Breakthrough study creates 3D genetic map of prostate cancer like never before

Current techniques for studying the genetics of cells within tumors involve taking a sample from the cancerous area and analyzing the DNA of those cells. The problem is that many cancers, such as prostate cancer, are three-dimensional, meaning that any sample would only give a small snapshot of the tumor.

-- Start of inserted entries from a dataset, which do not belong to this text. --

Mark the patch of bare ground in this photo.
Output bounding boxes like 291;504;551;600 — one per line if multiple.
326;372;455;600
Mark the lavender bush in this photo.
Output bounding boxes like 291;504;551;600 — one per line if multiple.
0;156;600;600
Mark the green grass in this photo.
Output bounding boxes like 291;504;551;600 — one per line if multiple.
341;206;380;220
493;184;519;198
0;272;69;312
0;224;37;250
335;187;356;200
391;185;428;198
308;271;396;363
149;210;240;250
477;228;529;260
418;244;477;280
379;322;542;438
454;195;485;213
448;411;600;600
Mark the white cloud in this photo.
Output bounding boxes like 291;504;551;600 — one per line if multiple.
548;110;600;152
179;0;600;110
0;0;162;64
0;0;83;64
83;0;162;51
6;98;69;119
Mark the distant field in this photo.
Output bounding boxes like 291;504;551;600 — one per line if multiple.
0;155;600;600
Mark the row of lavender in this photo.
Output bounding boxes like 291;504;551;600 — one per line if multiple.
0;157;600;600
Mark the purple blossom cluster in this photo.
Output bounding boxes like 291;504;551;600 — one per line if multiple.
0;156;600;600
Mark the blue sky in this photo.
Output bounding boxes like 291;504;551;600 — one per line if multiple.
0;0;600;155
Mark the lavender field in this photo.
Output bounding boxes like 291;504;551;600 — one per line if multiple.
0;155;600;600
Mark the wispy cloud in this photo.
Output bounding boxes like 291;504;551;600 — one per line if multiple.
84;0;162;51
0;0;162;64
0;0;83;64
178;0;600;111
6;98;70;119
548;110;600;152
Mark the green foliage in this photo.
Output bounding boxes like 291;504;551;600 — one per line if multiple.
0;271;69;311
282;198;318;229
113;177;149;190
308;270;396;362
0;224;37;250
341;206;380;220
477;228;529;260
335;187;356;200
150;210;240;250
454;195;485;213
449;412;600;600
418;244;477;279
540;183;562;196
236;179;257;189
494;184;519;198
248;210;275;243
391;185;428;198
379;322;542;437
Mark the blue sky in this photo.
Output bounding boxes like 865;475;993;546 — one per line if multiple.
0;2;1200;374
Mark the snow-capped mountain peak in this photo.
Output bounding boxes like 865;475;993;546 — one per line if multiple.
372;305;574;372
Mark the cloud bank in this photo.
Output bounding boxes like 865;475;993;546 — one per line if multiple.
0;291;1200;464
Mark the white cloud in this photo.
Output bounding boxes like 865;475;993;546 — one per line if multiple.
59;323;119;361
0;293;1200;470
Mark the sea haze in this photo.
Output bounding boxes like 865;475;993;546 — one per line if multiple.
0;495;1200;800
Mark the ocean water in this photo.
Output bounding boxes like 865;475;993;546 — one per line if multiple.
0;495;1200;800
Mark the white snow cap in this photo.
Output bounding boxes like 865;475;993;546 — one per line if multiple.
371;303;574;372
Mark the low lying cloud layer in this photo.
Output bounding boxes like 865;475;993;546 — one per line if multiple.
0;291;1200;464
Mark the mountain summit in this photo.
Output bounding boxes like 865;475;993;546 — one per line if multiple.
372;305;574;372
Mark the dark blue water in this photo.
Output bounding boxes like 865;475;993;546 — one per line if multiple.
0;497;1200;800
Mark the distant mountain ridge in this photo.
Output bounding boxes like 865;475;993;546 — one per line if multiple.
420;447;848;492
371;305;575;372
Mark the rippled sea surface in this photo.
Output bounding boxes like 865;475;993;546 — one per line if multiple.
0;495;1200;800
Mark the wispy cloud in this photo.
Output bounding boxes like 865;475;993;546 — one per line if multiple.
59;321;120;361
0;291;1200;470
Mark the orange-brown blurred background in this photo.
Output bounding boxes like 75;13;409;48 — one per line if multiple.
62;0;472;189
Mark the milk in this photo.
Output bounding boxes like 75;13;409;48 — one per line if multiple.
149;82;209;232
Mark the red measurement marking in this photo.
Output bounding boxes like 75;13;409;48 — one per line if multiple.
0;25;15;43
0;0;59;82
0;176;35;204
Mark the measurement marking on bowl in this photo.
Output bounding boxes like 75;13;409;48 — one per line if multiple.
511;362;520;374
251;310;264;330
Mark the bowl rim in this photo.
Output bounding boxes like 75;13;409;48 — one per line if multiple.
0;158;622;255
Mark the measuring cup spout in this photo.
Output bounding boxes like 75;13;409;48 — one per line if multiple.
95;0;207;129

With current techniques for studying the genetics of cells restricted to analyzing cancerous DNA samples in 2D snapshots, the novel spatial transcriptomics technology adds resolution like never before. Many cancers, including prostate cancer, are three-dimensional, further consolidating the knowledge gap that comes with current state-of-the-art techniques. Cancer starts with a genetic mutation, so there is a need to optimize the understanding of these cellular changes. Spatial transcriptomics enabled scientists to achieve an unprecedented ability to group cells according to similar genetic identities. One surprising find was that the new technique revealed that much healthy tissue had already shown genetic characteristics usually identified with cancer.

“We have found that many of the copy number events we previously thought to be linked specifically to cancer are actually already present in benign tissue. This has big implications for diagnosis and also potentially for deciding which bits of cancer need treating,” Dr. Lamp further explained.

The research, funded by Cancer Research UK, included the analysis of more than 150,000 regions in three prostates amongst other cancers, such as breast and brain tissue. Remarkably, the novel spatial transcriptomics approach enabled scientists to observe genetic variation even to a resolution where individual genes could be seen, thus creating a detailed landscape of tissues.